No es extraño que algunos pueblos aparezcan en ese periodo de infantilismo en el que buscan insistentemente un cambio de nombre que les haga aparecer como algo distinto de lo que son.

Porque se piensa, o porque se sabe, o porque se intuye que tras ese adjetivo resplandeciente vienen los réditos dinerarios.

Cuando uno ha levantado la veda e invita a otro al club de los privilegiados, saltan otros a recordar su carácter histórico, a exhibir blasones apolillados, a querer ser nacionalidades, al pillaje sin escrúpulos.

Cuando los poderosos llaman a su mesa a los plebeyos, siempre ha sido para que la limpien, no para que se sienten al banquete; cuando los organizadores de la fiesta llaman a su juerga al cuadro flamenco no es para que beba, sino para cantar, tocar las palmas y hacer gracias al respetable.
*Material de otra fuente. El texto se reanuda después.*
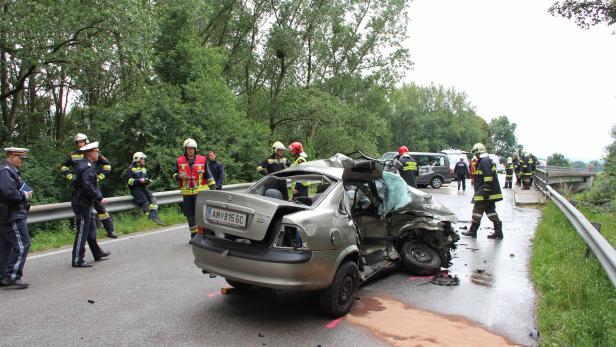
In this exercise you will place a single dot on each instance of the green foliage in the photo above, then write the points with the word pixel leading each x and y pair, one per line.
pixel 434 118
pixel 504 141
pixel 577 302
pixel 558 159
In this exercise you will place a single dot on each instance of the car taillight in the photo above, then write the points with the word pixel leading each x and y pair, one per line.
pixel 291 236
pixel 200 230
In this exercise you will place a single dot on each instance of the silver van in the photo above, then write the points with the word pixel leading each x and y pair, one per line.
pixel 433 168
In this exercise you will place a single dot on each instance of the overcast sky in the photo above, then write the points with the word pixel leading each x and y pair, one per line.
pixel 552 78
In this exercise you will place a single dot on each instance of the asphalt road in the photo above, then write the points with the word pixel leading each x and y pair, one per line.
pixel 150 293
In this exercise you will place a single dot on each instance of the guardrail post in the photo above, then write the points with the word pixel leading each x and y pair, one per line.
pixel 588 250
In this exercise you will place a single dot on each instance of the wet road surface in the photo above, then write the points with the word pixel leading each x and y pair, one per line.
pixel 150 293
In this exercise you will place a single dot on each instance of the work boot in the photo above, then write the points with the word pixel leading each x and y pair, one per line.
pixel 153 215
pixel 472 232
pixel 108 225
pixel 498 231
pixel 16 284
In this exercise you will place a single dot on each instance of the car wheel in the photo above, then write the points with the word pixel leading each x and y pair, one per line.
pixel 239 285
pixel 420 259
pixel 436 182
pixel 338 299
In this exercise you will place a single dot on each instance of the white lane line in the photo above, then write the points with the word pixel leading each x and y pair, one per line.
pixel 127 237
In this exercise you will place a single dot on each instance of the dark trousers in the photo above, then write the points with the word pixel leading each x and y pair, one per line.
pixel 86 232
pixel 188 209
pixel 461 180
pixel 14 248
pixel 487 207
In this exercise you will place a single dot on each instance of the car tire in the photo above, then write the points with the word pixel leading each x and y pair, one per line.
pixel 436 182
pixel 239 285
pixel 420 259
pixel 338 299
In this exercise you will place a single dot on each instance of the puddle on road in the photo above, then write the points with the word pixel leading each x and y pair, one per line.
pixel 402 325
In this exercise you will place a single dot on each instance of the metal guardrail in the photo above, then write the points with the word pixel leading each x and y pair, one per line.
pixel 63 210
pixel 605 253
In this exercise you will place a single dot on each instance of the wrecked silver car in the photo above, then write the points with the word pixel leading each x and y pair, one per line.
pixel 357 221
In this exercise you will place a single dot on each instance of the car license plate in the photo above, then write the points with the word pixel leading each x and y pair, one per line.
pixel 227 217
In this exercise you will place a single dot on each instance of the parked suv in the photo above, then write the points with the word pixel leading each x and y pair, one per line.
pixel 433 167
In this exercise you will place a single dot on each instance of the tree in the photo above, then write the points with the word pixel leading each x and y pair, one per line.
pixel 586 13
pixel 504 141
pixel 557 159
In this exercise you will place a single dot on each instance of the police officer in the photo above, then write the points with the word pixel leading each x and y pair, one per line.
pixel 509 173
pixel 300 188
pixel 407 166
pixel 276 162
pixel 14 236
pixel 138 182
pixel 103 167
pixel 192 176
pixel 487 193
pixel 88 192
pixel 461 170
pixel 216 168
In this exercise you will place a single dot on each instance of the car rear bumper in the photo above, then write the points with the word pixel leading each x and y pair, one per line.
pixel 265 267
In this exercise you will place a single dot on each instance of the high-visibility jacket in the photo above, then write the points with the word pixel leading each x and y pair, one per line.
pixel 486 181
pixel 199 178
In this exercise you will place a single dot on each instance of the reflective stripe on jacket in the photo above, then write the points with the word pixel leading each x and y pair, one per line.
pixel 199 178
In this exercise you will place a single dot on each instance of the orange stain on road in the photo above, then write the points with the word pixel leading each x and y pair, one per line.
pixel 401 325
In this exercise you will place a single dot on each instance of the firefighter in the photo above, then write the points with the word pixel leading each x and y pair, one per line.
pixel 193 177
pixel 407 166
pixel 487 193
pixel 517 164
pixel 276 162
pixel 300 188
pixel 14 236
pixel 461 170
pixel 509 173
pixel 138 182
pixel 103 168
pixel 88 193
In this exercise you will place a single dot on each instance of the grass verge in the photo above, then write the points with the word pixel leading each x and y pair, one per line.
pixel 577 302
pixel 59 234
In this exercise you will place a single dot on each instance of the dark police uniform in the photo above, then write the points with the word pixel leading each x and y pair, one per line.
pixel 88 193
pixel 273 164
pixel 218 172
pixel 14 236
pixel 487 193
pixel 141 194
pixel 103 168
pixel 408 169
pixel 461 170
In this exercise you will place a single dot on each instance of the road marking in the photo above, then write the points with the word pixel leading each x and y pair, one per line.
pixel 127 237
pixel 333 323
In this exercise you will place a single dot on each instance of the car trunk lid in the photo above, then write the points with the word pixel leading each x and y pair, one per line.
pixel 240 214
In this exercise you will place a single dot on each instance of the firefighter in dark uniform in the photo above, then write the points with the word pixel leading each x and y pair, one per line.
pixel 509 173
pixel 461 170
pixel 276 162
pixel 216 168
pixel 407 166
pixel 103 168
pixel 487 193
pixel 88 192
pixel 192 176
pixel 14 236
pixel 138 182
pixel 300 188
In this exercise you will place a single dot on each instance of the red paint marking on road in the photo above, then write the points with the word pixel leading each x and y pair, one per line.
pixel 419 277
pixel 333 323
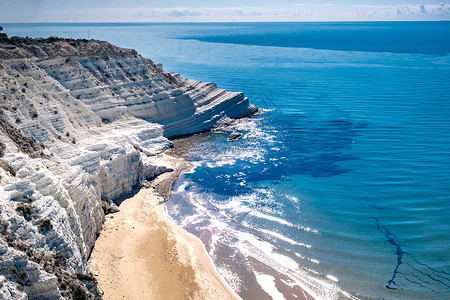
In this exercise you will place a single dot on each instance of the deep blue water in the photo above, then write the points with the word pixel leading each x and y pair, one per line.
pixel 344 187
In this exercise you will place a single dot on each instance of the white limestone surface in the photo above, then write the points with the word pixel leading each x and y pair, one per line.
pixel 103 120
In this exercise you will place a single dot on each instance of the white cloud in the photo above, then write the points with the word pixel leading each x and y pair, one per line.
pixel 117 11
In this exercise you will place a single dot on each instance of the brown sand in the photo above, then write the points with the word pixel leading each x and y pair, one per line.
pixel 141 254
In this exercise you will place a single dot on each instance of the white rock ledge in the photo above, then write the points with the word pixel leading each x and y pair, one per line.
pixel 102 120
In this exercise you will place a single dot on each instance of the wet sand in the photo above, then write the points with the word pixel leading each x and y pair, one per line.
pixel 141 254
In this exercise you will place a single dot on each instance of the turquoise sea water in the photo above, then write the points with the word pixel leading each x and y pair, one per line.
pixel 343 188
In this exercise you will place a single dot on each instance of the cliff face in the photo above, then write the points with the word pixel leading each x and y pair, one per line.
pixel 80 125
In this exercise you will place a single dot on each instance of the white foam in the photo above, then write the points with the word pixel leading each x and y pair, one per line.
pixel 271 218
pixel 331 277
pixel 267 283
pixel 286 239
pixel 306 258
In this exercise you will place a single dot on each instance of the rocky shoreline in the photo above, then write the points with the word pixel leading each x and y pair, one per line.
pixel 81 123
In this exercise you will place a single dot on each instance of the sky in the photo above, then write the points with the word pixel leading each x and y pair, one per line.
pixel 30 11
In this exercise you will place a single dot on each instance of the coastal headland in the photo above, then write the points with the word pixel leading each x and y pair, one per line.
pixel 82 124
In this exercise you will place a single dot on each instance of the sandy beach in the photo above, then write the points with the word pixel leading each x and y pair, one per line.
pixel 141 254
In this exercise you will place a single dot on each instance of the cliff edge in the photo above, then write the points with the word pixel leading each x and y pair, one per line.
pixel 80 124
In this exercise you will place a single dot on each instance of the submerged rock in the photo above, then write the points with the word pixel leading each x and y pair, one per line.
pixel 234 136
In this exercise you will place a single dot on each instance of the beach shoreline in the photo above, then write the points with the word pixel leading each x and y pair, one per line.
pixel 142 254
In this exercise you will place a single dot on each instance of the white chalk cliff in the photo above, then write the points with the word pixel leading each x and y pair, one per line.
pixel 80 125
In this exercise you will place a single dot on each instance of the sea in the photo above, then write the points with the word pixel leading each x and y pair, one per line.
pixel 339 188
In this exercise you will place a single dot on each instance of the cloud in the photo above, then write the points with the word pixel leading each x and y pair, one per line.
pixel 184 13
pixel 155 11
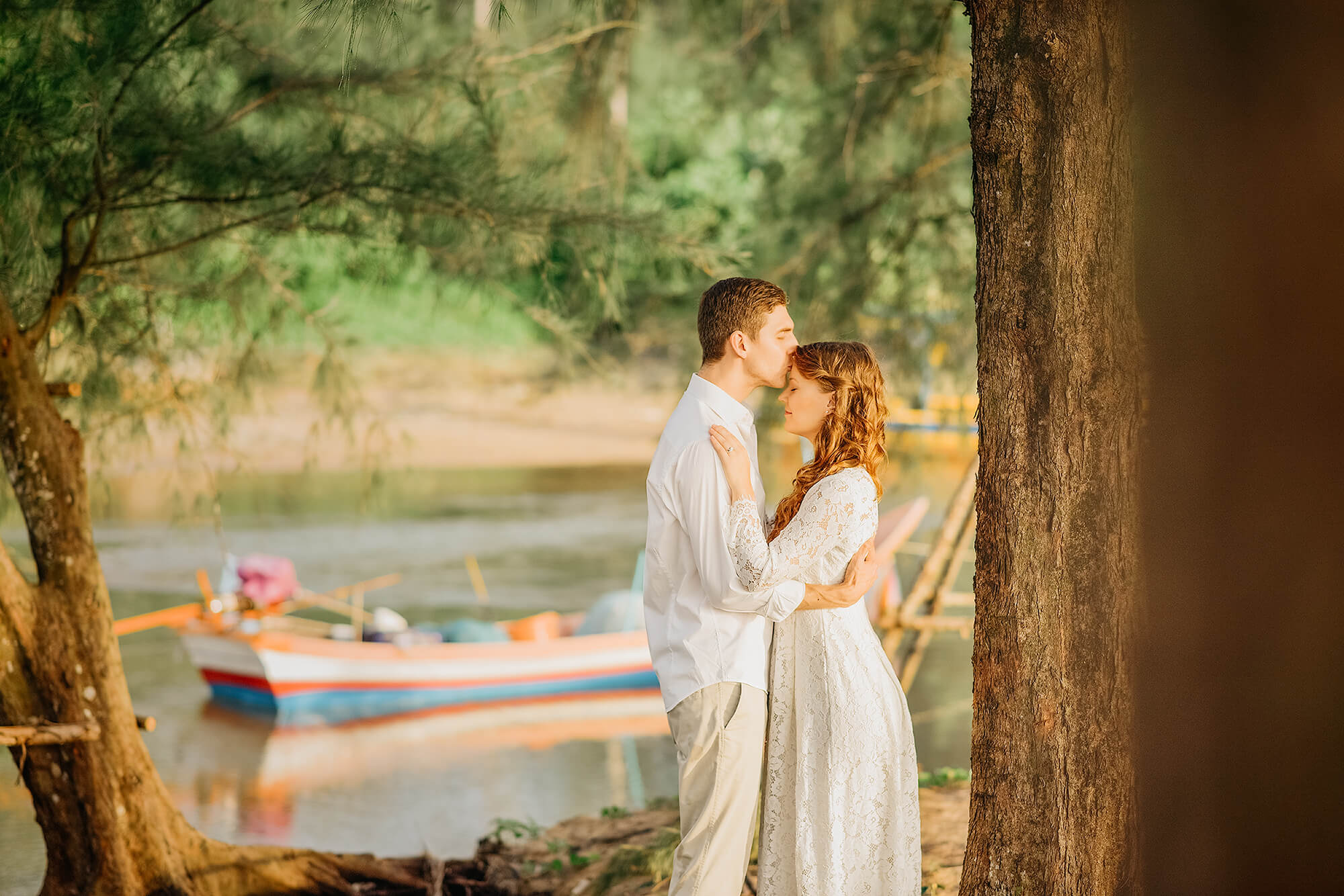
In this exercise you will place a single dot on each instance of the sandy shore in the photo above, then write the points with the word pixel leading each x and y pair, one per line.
pixel 413 410
pixel 632 854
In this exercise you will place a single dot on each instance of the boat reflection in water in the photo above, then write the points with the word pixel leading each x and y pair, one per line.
pixel 433 780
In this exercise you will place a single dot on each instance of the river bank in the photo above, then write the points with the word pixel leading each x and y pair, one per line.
pixel 623 855
pixel 400 410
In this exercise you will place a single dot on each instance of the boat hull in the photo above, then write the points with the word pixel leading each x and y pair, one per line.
pixel 307 680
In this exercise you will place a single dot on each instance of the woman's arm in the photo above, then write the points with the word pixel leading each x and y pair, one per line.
pixel 811 534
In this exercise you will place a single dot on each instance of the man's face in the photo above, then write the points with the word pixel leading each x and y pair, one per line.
pixel 771 354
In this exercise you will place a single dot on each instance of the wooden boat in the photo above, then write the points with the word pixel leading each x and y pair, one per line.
pixel 312 680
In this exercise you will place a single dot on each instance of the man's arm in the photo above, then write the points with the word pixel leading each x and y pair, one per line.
pixel 701 494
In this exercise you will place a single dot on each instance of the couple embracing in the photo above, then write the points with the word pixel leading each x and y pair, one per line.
pixel 760 639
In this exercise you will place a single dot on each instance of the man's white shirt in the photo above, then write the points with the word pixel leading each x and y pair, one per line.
pixel 704 627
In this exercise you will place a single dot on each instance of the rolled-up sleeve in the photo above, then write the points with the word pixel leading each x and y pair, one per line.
pixel 701 495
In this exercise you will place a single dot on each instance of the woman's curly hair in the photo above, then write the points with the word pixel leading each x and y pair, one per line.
pixel 854 433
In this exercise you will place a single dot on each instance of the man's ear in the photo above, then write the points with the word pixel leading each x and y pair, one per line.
pixel 739 343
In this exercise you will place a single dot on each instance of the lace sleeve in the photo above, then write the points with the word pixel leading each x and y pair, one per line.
pixel 815 530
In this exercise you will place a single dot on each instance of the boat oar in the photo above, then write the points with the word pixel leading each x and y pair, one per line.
pixel 174 617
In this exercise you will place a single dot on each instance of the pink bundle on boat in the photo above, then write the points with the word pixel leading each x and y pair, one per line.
pixel 267 580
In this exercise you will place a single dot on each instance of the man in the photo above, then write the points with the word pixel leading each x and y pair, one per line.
pixel 709 637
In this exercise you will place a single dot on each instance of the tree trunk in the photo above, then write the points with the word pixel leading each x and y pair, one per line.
pixel 1241 676
pixel 1060 377
pixel 107 819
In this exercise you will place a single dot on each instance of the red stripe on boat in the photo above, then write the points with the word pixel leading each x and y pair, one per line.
pixel 282 690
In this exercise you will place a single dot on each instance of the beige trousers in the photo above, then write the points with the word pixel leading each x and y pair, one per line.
pixel 720 735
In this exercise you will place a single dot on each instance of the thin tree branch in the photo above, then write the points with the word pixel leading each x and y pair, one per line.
pixel 216 232
pixel 556 44
pixel 146 58
pixel 183 199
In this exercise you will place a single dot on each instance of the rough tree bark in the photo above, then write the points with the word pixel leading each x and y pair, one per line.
pixel 1060 377
pixel 1241 676
pixel 108 821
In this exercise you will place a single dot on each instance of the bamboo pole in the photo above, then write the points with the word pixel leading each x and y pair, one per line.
pixel 959 508
pixel 312 598
pixel 57 733
pixel 357 616
pixel 944 553
pixel 474 572
pixel 916 658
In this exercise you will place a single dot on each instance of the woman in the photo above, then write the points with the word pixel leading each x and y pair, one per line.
pixel 841 812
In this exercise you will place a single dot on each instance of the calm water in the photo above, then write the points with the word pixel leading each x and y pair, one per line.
pixel 545 539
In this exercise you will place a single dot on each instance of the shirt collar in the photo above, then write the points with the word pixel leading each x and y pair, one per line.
pixel 720 402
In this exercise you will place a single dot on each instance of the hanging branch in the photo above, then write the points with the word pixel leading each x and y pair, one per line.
pixel 58 733
pixel 556 44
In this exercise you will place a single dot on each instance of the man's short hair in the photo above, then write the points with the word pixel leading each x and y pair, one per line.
pixel 732 306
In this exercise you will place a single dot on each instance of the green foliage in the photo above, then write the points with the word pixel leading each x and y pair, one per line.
pixel 943 777
pixel 206 182
pixel 654 860
pixel 514 828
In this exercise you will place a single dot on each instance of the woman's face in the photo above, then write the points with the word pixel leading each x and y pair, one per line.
pixel 806 406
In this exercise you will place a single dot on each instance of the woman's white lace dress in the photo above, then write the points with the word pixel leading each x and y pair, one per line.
pixel 842 791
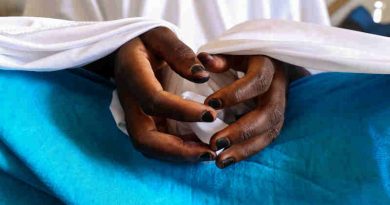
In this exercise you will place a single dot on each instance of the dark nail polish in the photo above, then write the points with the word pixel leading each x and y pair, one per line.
pixel 197 68
pixel 227 162
pixel 206 157
pixel 207 117
pixel 215 103
pixel 205 58
pixel 222 143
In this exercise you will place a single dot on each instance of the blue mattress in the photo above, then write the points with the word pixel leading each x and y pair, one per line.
pixel 59 144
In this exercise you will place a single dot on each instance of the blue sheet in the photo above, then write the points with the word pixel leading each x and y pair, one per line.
pixel 59 144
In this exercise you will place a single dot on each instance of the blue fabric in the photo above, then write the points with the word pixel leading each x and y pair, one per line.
pixel 59 144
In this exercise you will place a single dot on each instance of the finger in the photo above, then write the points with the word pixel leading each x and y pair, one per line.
pixel 222 63
pixel 164 43
pixel 269 112
pixel 256 82
pixel 239 152
pixel 153 143
pixel 134 74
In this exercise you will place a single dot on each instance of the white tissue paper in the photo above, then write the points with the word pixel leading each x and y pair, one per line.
pixel 42 44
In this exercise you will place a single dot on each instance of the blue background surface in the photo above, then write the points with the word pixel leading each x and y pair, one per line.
pixel 59 144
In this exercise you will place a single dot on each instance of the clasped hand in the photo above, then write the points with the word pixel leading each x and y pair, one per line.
pixel 138 67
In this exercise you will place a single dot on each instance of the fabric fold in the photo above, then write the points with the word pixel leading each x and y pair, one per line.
pixel 41 44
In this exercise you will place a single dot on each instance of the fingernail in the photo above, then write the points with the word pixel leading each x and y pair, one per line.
pixel 215 103
pixel 197 68
pixel 201 80
pixel 227 162
pixel 206 157
pixel 207 117
pixel 205 58
pixel 222 143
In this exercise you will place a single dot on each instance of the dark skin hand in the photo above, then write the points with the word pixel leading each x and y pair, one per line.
pixel 147 105
pixel 265 81
pixel 138 65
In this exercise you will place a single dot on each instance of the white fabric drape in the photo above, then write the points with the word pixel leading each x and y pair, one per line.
pixel 41 44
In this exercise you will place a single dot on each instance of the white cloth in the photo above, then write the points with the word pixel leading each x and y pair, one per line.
pixel 199 20
pixel 41 44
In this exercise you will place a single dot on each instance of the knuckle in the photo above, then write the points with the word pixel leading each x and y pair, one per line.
pixel 262 84
pixel 245 131
pixel 182 52
pixel 237 95
pixel 273 133
pixel 139 144
pixel 275 115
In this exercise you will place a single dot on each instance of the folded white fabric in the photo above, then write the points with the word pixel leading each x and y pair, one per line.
pixel 44 44
pixel 41 44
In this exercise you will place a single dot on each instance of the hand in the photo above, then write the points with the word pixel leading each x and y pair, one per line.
pixel 265 82
pixel 147 106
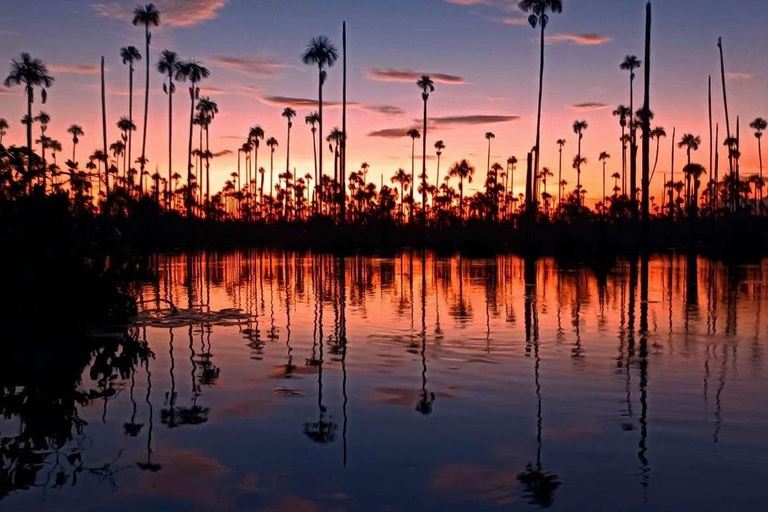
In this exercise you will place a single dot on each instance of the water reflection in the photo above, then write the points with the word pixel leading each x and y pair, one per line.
pixel 413 372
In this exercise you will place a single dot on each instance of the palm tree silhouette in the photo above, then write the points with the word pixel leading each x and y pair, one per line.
pixel 272 144
pixel 759 125
pixel 168 65
pixel 560 144
pixel 288 114
pixel 657 133
pixel 427 86
pixel 312 119
pixel 489 136
pixel 538 16
pixel 322 53
pixel 414 134
pixel 578 129
pixel 130 55
pixel 439 147
pixel 194 72
pixel 3 127
pixel 148 16
pixel 631 63
pixel 604 157
pixel 76 131
pixel 463 170
pixel 30 73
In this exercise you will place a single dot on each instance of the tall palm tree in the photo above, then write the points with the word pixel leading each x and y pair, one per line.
pixel 148 16
pixel 193 72
pixel 631 63
pixel 759 125
pixel 320 52
pixel 414 134
pixel 489 136
pixel 427 86
pixel 439 147
pixel 207 109
pixel 464 171
pixel 404 179
pixel 657 133
pixel 312 119
pixel 76 131
pixel 691 143
pixel 288 114
pixel 604 157
pixel 30 73
pixel 560 144
pixel 168 65
pixel 538 16
pixel 130 55
pixel 272 143
pixel 3 127
pixel 578 129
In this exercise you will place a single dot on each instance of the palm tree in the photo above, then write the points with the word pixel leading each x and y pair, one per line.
pixel 578 129
pixel 404 179
pixel 130 55
pixel 207 109
pixel 439 147
pixel 76 131
pixel 3 127
pixel 631 63
pixel 30 73
pixel 148 16
pixel 463 170
pixel 604 156
pixel 312 119
pixel 414 134
pixel 288 114
pixel 560 144
pixel 657 133
pixel 320 52
pixel 194 72
pixel 427 86
pixel 691 143
pixel 272 143
pixel 489 136
pixel 759 125
pixel 538 16
pixel 169 66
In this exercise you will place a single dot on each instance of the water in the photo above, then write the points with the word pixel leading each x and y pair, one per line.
pixel 292 382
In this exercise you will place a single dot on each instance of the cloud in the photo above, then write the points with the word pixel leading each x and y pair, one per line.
pixel 739 77
pixel 586 107
pixel 390 133
pixel 471 120
pixel 287 101
pixel 258 67
pixel 410 75
pixel 578 39
pixel 75 69
pixel 173 13
pixel 510 20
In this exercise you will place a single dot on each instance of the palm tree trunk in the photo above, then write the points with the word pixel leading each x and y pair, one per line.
pixel 646 174
pixel 170 136
pixel 538 115
pixel 146 112
pixel 424 165
pixel 189 152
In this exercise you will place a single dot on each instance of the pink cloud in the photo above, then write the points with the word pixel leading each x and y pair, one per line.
pixel 174 13
pixel 579 39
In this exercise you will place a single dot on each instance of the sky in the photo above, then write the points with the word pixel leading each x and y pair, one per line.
pixel 481 53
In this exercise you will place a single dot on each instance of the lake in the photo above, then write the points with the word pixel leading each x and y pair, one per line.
pixel 260 380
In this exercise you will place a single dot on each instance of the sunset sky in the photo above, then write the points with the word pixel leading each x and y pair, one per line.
pixel 481 53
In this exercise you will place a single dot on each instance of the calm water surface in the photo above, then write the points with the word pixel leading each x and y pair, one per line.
pixel 289 382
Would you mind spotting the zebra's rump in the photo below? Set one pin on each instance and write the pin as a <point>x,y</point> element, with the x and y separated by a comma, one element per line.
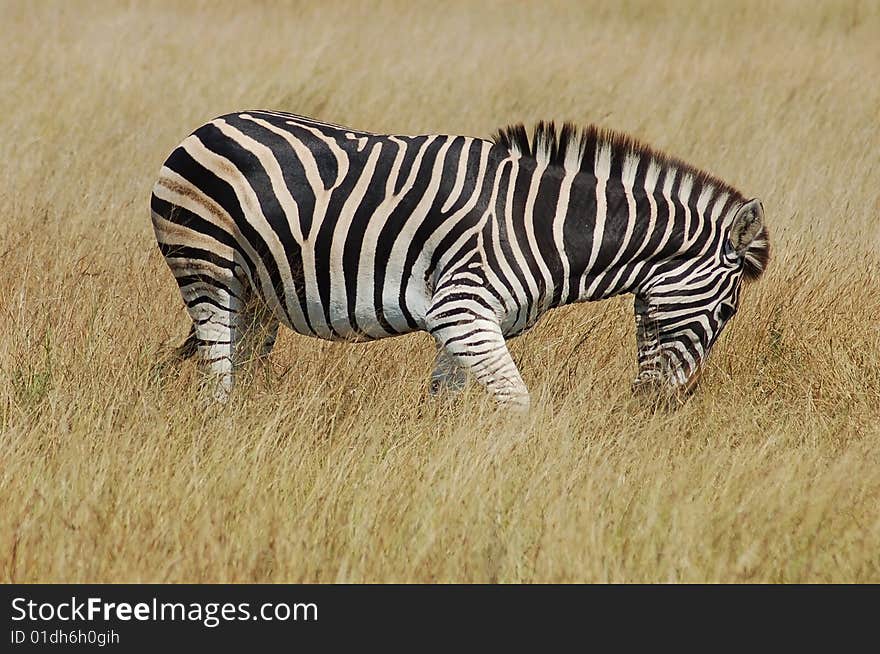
<point>334,230</point>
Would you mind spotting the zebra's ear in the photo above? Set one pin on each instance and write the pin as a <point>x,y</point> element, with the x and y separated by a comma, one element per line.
<point>747,224</point>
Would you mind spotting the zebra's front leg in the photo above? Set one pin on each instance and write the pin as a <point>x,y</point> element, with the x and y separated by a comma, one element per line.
<point>447,376</point>
<point>476,345</point>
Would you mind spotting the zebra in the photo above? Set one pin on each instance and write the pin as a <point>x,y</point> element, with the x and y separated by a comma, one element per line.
<point>267,217</point>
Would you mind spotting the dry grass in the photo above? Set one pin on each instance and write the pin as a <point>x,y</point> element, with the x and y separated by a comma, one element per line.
<point>332,464</point>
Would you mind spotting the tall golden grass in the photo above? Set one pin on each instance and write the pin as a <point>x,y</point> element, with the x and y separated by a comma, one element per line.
<point>332,464</point>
Debemos concluir que la nacionalidad española no imprime carácter, de donde se infiere que aquellos que no la quieren deberían individualmente pedir su renuncia a ellas, sin pretender arrastrar a todo un pueblo a esa renuncia.

Lo que no aceptamos es que, desde una posición no española, se pretenda reducir, dividir o erosionar el territorio español.

Es una actitud mucho más seria y constructiva para España tratar de involucrar a los poderes centrales en el desarrollo de un territorio exhibiendo, como he dicho tantas veces, los callos de nuestro esfuerzo propio que exhibiendo dudosos títulos aristocráticos.

La Constitución de 1978 no es un pacto entre territorios preexistentes, sino una decisión soberana del pueblo español que incluye la posibilidad de creación de Comunidades Autónomas.